Mailman Patch #444879 README.NOINDEXtags
If you are defining values for the ARCHIVE_INDEXING_ENABLE and
ARCHIVE_INDEXING_DISABLE configuration attributes in mm_cfg.py you
may want to try and control the indexing activities of multiple search
engines that you let access your mail archives.
At the time of writing this, the problem you face is that there is no standard
tag defined to exert partial control over search engine indexing of a page. By
this I mean a way of telling the search engine to index only a specified part of
the page content. There is no formal or de facto standard equivalent to the
robots property on the HTML 4.0 META tag e.g.
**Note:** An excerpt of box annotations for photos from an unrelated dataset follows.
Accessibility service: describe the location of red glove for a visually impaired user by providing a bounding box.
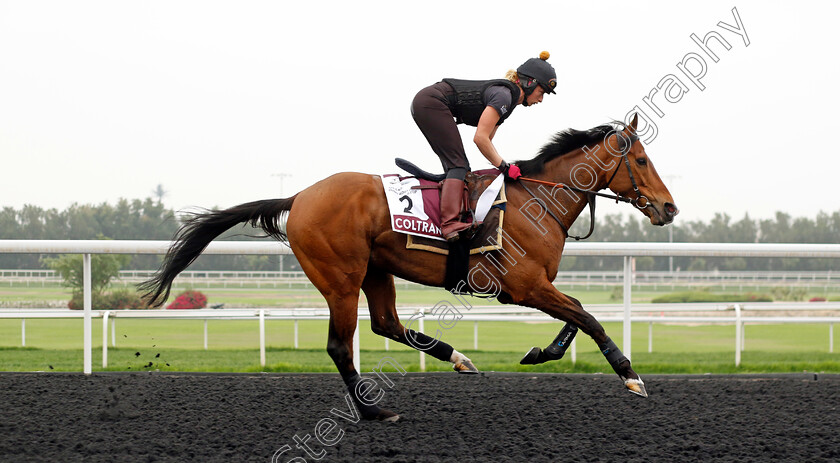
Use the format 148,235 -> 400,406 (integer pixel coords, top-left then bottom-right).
499,161 -> 522,180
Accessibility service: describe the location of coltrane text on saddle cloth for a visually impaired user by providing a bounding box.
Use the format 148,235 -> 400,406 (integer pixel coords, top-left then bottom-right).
381,174 -> 504,241
382,175 -> 443,240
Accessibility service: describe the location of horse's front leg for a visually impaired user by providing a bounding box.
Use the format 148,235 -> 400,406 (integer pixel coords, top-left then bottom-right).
511,283 -> 647,397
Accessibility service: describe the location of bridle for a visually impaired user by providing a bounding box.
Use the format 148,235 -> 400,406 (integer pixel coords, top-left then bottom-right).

<META NAME=robots CONTENT="noindex,follow">,
which gives whole page control with most search engines.
However, you should be able to put multiple start and stop indexing tags in the
values you assign to the ARCHIVE_INDEXING_ENABLE/DISABLE strings in mm_cfg.py.
For example, some writers on the web suggest using <NOINDEX> and </NOINDEX> tags
because they are recognised and honoured by a number of search engines.
The defaults recognised by htdig are actually HTML comments of the form
<!--htdig_noindex--> and <!--/htdig_noindex-->
You could combine these in your mm_cfg.py file as follows:
ARCHIVE_INDEXING_ENABLE = '<!--/htdig_noindex-->\n</NOINDEX>'
ARCHIVE_INDEXING_DISABLE = '<NOINDEX>\n<!--htdig_noindex-->'
Most browsers and search engines should be happy with the results of this as, in
general, they will ignore tags they do not understand and act on those they do.